## Extracting Option Prices from CSVs

The purpose of this code is the extract the Delta-Neutral option prices from CSVs.  The basic idea is to loop through all the large raw CSV files from Delta-Neutral, grab only the underlyings I want to focus on.  Create temp CSV files for each underlying on each trade-date.  And then in the next notebook, I am going to load those into the postgres database.

## Importing Packages

In [None]:
import os
import glob
import shutil
import pandas as pd
from zipfile import ZipFile

## Reading-In Underlyings to Focus On

We are going to focus our attention on the underlyings that have weekly options.  Ultimately only 40 of them made it into my `otm_history` database.

In [None]:
df_etf = pd.read_csv('weekly_underlyings_20210405.csv')
df_etf

Unnamed: 0,ticker,name
0,AMLP,ALPS ETF TR ALERIAN MLP
1,ARKF,ARK ETF TR FINTECH INNOVA
2,ARKK,ARK ETF TR INNOVATION ETF
3,ASHR,DBX ETF TR XTRACK HRVST CSI
4,BRZU,DIREXION SHS ETF TR BRZ BL 2X SHS
...,...,...
78,XLV,SELECT SECTOR SPDR TR SBI HEALTHCARE
79,XLY,SELECT SECTOR SPDR TR SBI CONS DISCR
80,XME,SPDR SER TR S&P METALS MNG
81,XOP,SPDR SER TR S&P OILGAS EXP


## Removing Old Temp Directories and Creating New Temp Directories

Let's remove the old temp directories and make the new temp directories.

In [None]:
# removing old directories
if os.path.isdir('/home/pritam/files/data/delta_neutral/temp/option_price'):
    shutil.rmtree('/home/pritam/files/data/delta_neutral/temp/option_price')
if os.path.isdir('/home/pritam/files/data/delta_neutral/temp/etl'):
    shutil.rmtree('/home/pritam/files/data/delta_neutral/temp/etl')


# making new directories
os.makedirs('/home/pritam/files/data/delta_neutral/temp/option_price')
os.makedirs('/home/pritam/files/data/delta_neutral/temp/etl')
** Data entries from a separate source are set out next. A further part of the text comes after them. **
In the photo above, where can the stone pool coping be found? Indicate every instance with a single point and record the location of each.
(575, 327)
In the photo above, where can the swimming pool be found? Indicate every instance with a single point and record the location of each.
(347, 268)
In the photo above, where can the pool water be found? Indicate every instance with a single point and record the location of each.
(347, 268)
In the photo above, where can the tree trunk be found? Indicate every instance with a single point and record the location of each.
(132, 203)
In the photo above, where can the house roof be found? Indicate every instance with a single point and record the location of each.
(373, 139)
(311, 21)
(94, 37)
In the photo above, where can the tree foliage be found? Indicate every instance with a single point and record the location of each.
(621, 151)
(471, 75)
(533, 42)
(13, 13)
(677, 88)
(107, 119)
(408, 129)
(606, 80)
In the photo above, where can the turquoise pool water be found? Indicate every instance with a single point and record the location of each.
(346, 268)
Next, let's grab all the paths for all the raw Delta-Neutral files.  They live on an external hard drive.

In [None]:
lst_path_zip = glob.glob('/media/pritam/250gb/delta_neutral/*.zip')
#lst_path_zip

Finally, let's look through all the Delta-Neutral files and create the temp files for all the underlying/trade-date combinations.

In [None]:
# looping through all the zip files on the external hard drive
for ix_path_zip in lst_path_zip:
    print(os.path.basename(ix_path_zip))
    #print(ix_path_zip)

    # removing existing etl directory and creating a new one
    if os.path.isdir('/home/pritam/files/data/delta_neutral/temp/etl'):
        shutil.rmtree('/home/pritam/files/data/delta_neutral/temp/etl')
    os.makedirs('/home/pritam/files/data/delta_neutral/temp/etl')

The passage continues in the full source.